JEW ST 495 Seminar in Jewish Studies (5) SSc
History of Jewish Studies as an organized field of academic inquiry. Explores the implications for Jewish Studies of its present setting within the context of the humanities and the social sciences.

JEW ST 530 The Sages: Foundations of Classical Judaism (5)
Investigates the origins and foundation of classical Judaism by the Jewish sages (AKA the rabbis) in the context of the Bible's completion, the Romans' destruction of Jerusalem, and the emergence of Christianity. Discusses the rise of the rabbis, their stories and laws, and their Greco-Roman as well as babylonian-persian context. Offered: W.

JEW ST 539 Bioethics: Secular and Jewish Perspectives (5)
Explores legal, ethical, scientific, and Biblical-Rabbinic & contemporary religious perspectives on contemporary medical and biomedical research practices. Review of key differences between secular and Jewish approaches in interpretation, analysis and application of bioethics. The topics include: doctor-patient relationships; reproductive methods; abortion; euthanasia; and stem cell research. Offered: jointly with B H 539.

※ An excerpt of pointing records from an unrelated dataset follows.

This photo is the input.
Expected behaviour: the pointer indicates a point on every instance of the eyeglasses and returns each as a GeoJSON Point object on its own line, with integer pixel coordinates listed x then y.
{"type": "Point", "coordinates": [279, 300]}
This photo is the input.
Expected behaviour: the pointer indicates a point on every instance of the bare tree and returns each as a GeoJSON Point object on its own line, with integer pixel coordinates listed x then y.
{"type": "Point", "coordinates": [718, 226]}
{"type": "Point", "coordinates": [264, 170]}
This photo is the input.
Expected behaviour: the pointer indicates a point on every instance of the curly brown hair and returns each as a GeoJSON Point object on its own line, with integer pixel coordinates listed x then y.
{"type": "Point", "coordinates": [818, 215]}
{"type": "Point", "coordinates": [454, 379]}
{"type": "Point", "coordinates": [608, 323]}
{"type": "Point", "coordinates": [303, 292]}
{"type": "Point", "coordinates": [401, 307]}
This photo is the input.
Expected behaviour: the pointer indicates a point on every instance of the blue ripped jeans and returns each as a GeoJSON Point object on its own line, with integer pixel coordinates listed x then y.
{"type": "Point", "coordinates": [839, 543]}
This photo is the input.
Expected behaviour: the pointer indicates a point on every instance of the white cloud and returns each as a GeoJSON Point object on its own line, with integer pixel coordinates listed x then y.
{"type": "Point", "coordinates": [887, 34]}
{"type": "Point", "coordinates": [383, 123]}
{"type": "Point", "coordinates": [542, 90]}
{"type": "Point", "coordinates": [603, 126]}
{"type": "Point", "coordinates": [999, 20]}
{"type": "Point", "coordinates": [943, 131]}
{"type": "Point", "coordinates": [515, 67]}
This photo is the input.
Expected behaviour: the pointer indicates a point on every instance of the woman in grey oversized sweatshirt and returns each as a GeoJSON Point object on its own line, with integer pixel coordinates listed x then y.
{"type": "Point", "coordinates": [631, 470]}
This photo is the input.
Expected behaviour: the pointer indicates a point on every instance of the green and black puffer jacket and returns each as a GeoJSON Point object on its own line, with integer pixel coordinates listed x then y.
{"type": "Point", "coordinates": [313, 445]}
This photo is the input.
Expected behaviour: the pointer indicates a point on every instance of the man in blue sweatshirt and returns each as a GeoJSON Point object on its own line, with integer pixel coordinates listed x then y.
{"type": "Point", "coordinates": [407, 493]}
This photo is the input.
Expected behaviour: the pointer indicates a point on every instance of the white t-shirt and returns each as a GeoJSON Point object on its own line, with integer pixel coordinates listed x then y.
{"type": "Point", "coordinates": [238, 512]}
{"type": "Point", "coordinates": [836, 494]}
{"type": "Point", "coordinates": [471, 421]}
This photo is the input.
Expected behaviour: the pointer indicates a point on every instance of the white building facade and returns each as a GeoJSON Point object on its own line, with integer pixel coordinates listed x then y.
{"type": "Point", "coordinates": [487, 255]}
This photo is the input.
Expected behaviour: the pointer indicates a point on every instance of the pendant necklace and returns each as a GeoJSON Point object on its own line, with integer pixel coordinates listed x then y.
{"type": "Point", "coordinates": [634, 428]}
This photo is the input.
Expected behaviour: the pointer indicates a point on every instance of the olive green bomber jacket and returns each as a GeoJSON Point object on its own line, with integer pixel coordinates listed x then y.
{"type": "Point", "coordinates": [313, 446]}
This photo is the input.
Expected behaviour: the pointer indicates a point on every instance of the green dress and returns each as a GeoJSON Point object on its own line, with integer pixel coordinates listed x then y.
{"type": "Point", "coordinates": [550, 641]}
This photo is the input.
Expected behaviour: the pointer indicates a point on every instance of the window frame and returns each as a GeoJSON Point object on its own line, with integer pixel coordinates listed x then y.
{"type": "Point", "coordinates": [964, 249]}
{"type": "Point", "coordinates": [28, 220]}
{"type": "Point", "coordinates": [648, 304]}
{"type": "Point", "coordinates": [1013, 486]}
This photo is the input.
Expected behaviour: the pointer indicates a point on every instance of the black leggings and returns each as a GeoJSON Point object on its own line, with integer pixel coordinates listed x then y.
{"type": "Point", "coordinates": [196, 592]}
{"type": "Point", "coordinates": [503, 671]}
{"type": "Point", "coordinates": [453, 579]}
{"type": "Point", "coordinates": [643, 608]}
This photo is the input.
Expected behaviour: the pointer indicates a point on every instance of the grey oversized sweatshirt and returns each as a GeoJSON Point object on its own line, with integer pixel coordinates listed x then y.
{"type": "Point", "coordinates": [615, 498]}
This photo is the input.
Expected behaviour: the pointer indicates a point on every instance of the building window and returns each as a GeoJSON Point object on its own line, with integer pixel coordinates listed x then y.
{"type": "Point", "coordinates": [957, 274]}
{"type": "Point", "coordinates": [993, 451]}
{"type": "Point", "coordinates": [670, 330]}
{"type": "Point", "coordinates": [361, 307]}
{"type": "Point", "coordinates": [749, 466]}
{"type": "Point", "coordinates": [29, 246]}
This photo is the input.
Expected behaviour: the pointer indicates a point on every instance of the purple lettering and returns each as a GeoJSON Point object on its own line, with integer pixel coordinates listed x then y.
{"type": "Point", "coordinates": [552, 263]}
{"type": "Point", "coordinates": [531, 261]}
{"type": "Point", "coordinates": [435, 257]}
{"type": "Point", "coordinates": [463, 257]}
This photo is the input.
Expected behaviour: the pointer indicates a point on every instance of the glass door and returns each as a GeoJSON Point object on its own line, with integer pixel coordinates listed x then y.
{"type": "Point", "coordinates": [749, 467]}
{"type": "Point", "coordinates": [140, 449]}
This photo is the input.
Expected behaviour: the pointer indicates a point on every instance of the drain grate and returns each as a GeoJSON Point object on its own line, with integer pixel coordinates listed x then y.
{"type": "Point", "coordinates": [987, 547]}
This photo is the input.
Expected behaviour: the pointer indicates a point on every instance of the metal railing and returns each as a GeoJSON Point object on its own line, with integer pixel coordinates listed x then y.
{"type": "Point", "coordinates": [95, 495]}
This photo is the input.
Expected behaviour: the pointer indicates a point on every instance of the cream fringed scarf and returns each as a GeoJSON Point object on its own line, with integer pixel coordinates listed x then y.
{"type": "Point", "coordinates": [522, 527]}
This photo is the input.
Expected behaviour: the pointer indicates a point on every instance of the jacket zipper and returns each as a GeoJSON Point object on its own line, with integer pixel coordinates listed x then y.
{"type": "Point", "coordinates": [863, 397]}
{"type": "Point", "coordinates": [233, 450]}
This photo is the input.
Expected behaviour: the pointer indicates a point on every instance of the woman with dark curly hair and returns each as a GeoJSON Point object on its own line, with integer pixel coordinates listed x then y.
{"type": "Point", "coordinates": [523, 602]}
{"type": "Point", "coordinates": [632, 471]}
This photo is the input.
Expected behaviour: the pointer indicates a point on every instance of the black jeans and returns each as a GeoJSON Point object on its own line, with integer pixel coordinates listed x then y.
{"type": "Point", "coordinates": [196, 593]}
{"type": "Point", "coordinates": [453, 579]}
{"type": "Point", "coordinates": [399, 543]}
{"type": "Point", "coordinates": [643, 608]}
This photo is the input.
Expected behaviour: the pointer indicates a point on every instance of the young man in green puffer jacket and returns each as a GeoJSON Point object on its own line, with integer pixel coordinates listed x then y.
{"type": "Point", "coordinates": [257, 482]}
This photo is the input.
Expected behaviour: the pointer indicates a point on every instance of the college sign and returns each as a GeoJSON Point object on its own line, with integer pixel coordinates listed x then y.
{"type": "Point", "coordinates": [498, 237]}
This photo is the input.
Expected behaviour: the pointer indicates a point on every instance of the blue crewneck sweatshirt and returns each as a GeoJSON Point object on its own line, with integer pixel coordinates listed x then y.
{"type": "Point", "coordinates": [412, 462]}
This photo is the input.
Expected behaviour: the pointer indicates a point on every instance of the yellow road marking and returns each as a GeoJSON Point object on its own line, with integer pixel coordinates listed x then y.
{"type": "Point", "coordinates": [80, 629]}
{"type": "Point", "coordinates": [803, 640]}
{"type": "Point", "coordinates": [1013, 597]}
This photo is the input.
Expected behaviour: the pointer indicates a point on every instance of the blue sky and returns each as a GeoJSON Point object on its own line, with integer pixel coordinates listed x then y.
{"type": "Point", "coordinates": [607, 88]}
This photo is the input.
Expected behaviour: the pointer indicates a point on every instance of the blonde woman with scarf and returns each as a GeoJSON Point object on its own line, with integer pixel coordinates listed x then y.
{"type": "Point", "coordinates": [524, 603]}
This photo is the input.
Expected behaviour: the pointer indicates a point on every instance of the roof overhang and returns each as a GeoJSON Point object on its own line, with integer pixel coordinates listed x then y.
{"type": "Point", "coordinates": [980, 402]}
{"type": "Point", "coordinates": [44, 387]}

JEW ST 558 Jewish Thought (5)
Explores the historical context of major shifts in modern Jewish thought. Topics include the impact of the Enlightenment, Emancipation, the Holocaust, and the founding of the State of Israel on conceptions of Jewish theology, identity, and religious practice. Offered: jointly with HSTCMP 568; Sp.

JEW ST 559 History of Jewish-Muslim Relations (5)
Topics include Jews' and Muslims' linked encounters with empire, westernization, and nationalism; Jewish culture and identity in Islamic contexts migration and diasporic identities; the impact of Zionism, European Jewish settlement in Palestine, and the State of Israel on Jewish-Muslim relations in the Middle East and beyond; Islamophobia and antisemitism. Offered: jointly with HSTAFM 559.

JEW ST 569 The Sephardic Diaspora: 1492-Present (5)
Examines the history and culture of Sephardic Jewry from the expulsion from the Iberian Peninsula in 1492 to the present. Explores the creation of Sephardic communities in the Dutch and Ottoman Empires, Western Europe, the Americas, and Africa, and the history of the conversos and "hidden Jews." Offered: jointly with HSTCMP 569.